The research also found just 0.8% of TikTokers who are advertising stocks have relevant qualifications.
Based on a review of 1,089 TikToks containing popular related hastags like #stocktok, content was marked as potentially misleading if any of the following was true:
- The content did not have a disclaimer
- Viewers were encouraged to invest in a specific stock
- A return on investment was implied
- Viewers were encouraged to invest a certain amount of savings/income
The vast majority (95%) of stock content had no disclaimer, while 22% of the videos analysed implied returns on investment, suggesting an average of a 600% annual return.
In 2022, ASIC published an information sheet for online influencers who discussed "financial products and services", with then-Commissioner Cathie Armour warning those who did not comply with financial services laws risked substantial penalties.
"ASIC monitors select online financial discussion by influencers who feature or promote financial products for misleading or deceptive representations or unlicensed advice or dealing," Ms Armour said.
"If we see harm occurring, we will take action to enforce the law."
In April 2023, social media influencer Tyson Robert Scholz was found guilty of contravening the Corporations act by carrying on a financial services business without an Australian financial services license.
Mr Scholz was permanently banned from operating a financial services business in Australia, and hosting online groups regarding stock picks where a membership fee is charged.

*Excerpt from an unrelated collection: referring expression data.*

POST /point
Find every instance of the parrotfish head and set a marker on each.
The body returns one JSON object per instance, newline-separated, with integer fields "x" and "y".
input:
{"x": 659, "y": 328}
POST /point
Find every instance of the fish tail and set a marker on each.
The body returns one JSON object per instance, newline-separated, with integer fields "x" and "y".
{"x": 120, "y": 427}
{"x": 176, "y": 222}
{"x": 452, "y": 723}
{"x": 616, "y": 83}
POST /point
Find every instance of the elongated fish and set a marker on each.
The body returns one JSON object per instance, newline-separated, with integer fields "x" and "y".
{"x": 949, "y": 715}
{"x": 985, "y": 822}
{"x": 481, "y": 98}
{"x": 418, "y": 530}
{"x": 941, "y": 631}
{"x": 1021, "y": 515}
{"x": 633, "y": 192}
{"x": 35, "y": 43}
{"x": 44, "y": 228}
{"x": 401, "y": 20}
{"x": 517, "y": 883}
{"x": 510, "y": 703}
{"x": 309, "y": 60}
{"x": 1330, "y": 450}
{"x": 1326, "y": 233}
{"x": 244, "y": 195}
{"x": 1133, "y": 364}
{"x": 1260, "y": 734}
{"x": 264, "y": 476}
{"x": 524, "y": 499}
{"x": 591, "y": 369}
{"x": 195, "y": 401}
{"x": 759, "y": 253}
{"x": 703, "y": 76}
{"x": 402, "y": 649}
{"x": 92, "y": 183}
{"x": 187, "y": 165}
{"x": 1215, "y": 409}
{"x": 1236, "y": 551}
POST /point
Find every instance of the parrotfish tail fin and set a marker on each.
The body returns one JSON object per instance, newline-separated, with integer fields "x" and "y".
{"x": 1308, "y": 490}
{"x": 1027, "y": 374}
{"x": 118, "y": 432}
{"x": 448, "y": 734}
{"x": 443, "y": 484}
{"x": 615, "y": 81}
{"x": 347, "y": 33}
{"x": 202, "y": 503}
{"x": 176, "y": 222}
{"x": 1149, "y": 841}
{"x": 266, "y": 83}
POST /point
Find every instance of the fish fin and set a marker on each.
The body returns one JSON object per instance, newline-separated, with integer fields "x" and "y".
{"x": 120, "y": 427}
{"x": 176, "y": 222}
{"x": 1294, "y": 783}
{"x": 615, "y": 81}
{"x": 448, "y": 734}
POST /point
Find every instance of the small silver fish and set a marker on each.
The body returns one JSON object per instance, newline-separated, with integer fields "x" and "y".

Late last year, the Albanese Government outlined plans to reform financial advice, aiming to make professional financial advice more accessible and fill the 'advice gap' currently filled by 'fin-fluencers'.
"Access to financial advice will reduce the harm caused by scammers posing as ‘fin‑fluencers’, with investment scams representing over 60% of all scam losses so far this year," said Stephen Jones, Assistant Treasurer and Minister for Financial Services.
The emergence of more positive financial TikTok trends
At the same time, other trends on TikTok have been praised for improving people's budgeting skills, particularly Gen Zers.
'Loud budgeting' is a growing trend of younger people embracing a more money conscious attitude, spreading the word about the benefits of cutting back on non essential spending.
NAB research has found Australians under 30 are saving more than $450 each month from cutting back on luxuries like restaurants, entertainment and streaming services.
Another trend NAB identified was "low or no spending months," where users give up things like alcohol, takeaway food or clothes shopping for a month, and instead putting the money into savings accounts instead.
NAB Personal Banking executive Paul Riley said this trend was consistent with what the bank has been observing.
"We've seen steady growth in the number of younger customers opening savings accounts in the last 12 months and, despite cost-of-living pressures, savings account balances in this age group have risen too," he said.